Many databases from government, commercial and non-profit organizations maintain a huge amount of data on sensitive or confidential information such as income and medical records. As a result, protecting the privacy and confidentiality of such databases is of primary concern. Data perturbation approach is often adopted when database owners export or publish their sensitive or confidential data. However, it is very hard to quantify and evaluate the tradeoffs between the data utility and the disclosure risk in practice since the data space which is used for disclosure analysis is almost infinite.
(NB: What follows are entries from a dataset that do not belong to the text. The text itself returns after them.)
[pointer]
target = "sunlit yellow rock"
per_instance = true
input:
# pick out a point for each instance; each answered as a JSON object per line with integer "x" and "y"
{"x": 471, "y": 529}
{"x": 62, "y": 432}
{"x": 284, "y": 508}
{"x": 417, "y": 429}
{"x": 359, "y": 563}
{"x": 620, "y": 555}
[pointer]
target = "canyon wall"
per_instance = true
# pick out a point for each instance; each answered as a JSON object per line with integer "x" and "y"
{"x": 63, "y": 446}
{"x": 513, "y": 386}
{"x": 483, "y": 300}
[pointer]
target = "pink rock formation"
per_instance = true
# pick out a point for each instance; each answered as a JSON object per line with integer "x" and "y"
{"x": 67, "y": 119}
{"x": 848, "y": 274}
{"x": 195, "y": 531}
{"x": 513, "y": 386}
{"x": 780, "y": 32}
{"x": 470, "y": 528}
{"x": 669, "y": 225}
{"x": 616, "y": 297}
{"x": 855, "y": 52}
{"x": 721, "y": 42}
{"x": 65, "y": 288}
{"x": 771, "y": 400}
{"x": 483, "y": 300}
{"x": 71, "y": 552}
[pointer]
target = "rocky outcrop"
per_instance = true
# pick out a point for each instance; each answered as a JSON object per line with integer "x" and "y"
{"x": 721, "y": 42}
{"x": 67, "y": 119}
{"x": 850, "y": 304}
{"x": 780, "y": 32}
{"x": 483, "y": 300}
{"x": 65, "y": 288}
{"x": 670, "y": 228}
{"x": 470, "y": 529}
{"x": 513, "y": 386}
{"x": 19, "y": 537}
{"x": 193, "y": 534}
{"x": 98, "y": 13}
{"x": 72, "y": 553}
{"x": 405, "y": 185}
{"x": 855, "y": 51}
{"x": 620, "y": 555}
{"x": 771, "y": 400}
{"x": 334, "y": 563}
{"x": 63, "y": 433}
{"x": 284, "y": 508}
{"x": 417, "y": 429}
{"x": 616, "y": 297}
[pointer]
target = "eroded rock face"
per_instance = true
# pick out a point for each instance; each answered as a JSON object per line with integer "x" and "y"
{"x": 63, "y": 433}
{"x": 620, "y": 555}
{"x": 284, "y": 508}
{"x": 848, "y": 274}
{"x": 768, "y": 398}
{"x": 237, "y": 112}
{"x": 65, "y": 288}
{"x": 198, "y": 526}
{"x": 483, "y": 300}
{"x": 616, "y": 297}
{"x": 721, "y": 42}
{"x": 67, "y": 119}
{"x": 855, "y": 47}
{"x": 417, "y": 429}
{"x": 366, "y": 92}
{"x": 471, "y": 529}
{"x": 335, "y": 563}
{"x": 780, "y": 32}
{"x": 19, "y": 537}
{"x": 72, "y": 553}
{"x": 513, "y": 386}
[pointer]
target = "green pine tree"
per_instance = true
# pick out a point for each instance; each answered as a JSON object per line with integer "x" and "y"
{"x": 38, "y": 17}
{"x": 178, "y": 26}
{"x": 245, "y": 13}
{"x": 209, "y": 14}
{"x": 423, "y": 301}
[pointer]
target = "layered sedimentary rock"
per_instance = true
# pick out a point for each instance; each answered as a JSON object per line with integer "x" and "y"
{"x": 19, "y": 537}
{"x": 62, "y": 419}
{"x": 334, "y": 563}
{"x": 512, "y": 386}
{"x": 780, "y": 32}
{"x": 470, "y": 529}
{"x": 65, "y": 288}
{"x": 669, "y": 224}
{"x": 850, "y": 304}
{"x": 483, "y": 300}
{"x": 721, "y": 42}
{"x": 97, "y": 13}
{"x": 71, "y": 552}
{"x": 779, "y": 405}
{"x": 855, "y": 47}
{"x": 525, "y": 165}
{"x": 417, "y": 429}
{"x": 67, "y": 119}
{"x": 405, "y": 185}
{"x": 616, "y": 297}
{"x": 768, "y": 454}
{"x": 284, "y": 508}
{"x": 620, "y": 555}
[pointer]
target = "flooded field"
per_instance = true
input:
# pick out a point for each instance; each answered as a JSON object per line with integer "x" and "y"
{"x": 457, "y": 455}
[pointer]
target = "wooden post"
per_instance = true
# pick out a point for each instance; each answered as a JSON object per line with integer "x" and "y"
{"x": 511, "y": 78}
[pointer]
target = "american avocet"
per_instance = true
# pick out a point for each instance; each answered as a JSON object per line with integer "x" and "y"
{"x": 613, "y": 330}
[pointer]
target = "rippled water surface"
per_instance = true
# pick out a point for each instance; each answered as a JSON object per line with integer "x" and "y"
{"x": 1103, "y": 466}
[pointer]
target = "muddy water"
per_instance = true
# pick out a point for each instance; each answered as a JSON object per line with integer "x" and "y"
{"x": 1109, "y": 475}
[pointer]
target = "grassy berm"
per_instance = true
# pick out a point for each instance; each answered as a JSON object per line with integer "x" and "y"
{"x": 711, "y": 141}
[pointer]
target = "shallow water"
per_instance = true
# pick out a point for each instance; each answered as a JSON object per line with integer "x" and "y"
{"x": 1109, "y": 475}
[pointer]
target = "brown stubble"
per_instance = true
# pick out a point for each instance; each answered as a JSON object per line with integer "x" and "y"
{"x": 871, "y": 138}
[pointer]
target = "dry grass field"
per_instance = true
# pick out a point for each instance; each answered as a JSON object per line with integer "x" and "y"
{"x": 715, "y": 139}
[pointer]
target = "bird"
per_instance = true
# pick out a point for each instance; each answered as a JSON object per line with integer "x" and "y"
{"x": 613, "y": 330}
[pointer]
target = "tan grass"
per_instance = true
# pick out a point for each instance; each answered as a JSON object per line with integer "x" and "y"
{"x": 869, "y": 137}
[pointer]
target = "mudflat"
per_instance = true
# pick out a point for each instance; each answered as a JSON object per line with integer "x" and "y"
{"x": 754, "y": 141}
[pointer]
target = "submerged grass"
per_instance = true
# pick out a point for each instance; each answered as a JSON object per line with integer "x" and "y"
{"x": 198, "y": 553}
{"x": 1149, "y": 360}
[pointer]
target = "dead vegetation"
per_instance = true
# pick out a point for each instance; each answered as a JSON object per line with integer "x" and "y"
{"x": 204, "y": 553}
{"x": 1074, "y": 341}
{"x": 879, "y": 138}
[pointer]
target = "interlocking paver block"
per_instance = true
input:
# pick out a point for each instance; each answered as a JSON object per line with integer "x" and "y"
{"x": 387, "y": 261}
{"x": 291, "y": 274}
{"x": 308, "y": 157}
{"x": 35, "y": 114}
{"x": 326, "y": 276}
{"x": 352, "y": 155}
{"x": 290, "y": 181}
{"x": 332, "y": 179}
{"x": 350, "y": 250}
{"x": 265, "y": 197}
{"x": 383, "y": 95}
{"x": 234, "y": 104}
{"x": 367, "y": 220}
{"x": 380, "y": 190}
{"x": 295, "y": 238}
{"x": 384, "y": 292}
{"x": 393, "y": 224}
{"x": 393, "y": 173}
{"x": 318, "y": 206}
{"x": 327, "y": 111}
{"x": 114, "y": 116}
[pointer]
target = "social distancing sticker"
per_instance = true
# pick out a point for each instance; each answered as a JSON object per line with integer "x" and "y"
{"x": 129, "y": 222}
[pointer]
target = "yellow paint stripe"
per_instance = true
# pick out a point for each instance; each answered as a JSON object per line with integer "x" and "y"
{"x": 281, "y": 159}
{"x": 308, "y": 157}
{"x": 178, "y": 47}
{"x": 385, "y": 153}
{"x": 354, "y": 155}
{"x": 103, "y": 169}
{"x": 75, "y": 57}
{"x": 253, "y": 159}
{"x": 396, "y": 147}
This project develops a novel model-based disclosure analysis approach which builds statistical models first and analyzes potential disclosure at the models' parameter level. Since the search space of parameters is much smaller than that of data and all information which attackers can derive is contained in those parameters, this approach is more effective and efficient. This project also conducts the theoretical study of perturbation based approach by developing the explicit form between construction accuracy and noise added for various reconstruction methods since previous research only conducted empirical evaluations. The results of this project will provide a prototype system which can fully conduct disclosure analysis using both model based and randomization based approaches to satisfy users' complex privacy and confidentiality specifications.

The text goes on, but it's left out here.